The above, save a few sectarian points, represents that which was a universal belief common to all nations till about a century or so back. It is still as orthodox in its broad outlines and features among pagans and Christians alike, if one excepts a handful of materialists and men of Science.
For whether one calls the genii of Hermes and his “Gods,” “Powers of Darkness” and “Angels,” as in the Greek and Latin Churches; or “Spirits of the Dead,” as in Spiritualism or, again, Bhoots and Devas, Shaitan or Djin, as they are still called in India and Mussulman countries — they are all one and the same thing — illusion.
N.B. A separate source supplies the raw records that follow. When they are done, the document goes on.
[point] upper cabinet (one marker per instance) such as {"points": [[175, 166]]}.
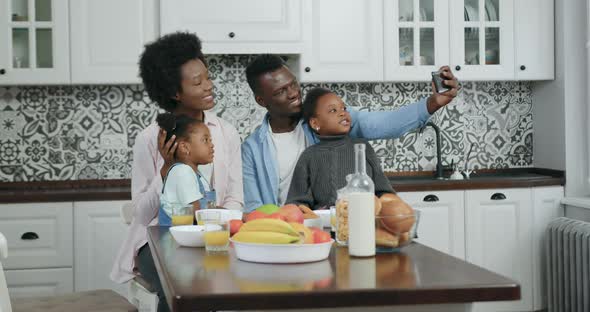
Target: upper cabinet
{"points": [[343, 41], [534, 39], [416, 38], [237, 26], [482, 40], [34, 42], [107, 38], [479, 39]]}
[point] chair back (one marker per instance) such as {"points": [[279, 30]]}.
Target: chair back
{"points": [[126, 212], [4, 298]]}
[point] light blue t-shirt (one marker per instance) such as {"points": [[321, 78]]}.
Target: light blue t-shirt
{"points": [[181, 187]]}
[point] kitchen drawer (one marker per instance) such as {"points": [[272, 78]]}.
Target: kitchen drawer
{"points": [[49, 229], [39, 282]]}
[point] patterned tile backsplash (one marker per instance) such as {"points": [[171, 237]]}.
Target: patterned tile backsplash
{"points": [[87, 132]]}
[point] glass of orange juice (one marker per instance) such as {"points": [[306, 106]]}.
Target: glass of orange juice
{"points": [[216, 231], [182, 214]]}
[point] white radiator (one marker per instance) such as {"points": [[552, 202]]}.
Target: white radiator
{"points": [[568, 265]]}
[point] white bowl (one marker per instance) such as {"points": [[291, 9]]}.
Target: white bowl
{"points": [[226, 214], [189, 235], [324, 214], [282, 253], [313, 222]]}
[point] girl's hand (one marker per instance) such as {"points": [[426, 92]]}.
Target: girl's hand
{"points": [[166, 149]]}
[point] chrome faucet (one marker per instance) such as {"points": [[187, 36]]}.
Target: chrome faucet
{"points": [[439, 166]]}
Let not this, however, be misunderstood in the sense into which the great philosophical doctrine of the Vedantists has been lately perverted by Western schools.
All that which is, emanates from the absolute, which, from this qualification alone, stands as the one and only reality — hence, everything extraneous to this Absolute, the generative and causative Element, must be an illusion, most undeniably. But this is only so from the purely metaphysical view. A man who regards himself as mentally sane, and is so regarded by his neighbours, calls the visions of an insane brother — whose hallucinations make the victim either happy or supremely wretched, as the case may be — illusions and fancies likewise. But, where is that madman for whom the hideous shadows in his deranged mind, his illusions, are not, for the time being, as actual and as real as the things which his physician or keeper may see? Everything is relative in this Universe, everything is an illusion. But the experience of any plane is an actuality for the percipient being, whose consciousness is on that plane; though the said experience, regarded from the purely metaphysical standpoint, may be conceived to have no objective reality. But it is not against metaphysicians, but against physicists and materialists that Esoteric teachings have to fight, and for these Vital Force, Light, Sound, Electricity, even to the objectively pulling force of magnetism, have no objective being, and are said to exist merely as “modes of motion,” “sensations and affections of matter.”
Neither the Occultists generally, nor the Theosophists, reject, as erroneously believed by some, the views and theories of the modern scientists, only because these views are opposed to Theosophy. The first rule of our Society is to render unto Caesar what is Caesar’s. The Theosophists, therefore, are the first to recognize the intrinsic value of science. But when its high priests resolve consciousness into a secretion from the grey matter of the brain, and everything else in nature into a mode of motion, we protest against the doctrine as being unphilosophical, self-contradictory, and simply absurd, from a scientific point of view, as much and even more than from the occult aspect of the esoteric knowledge.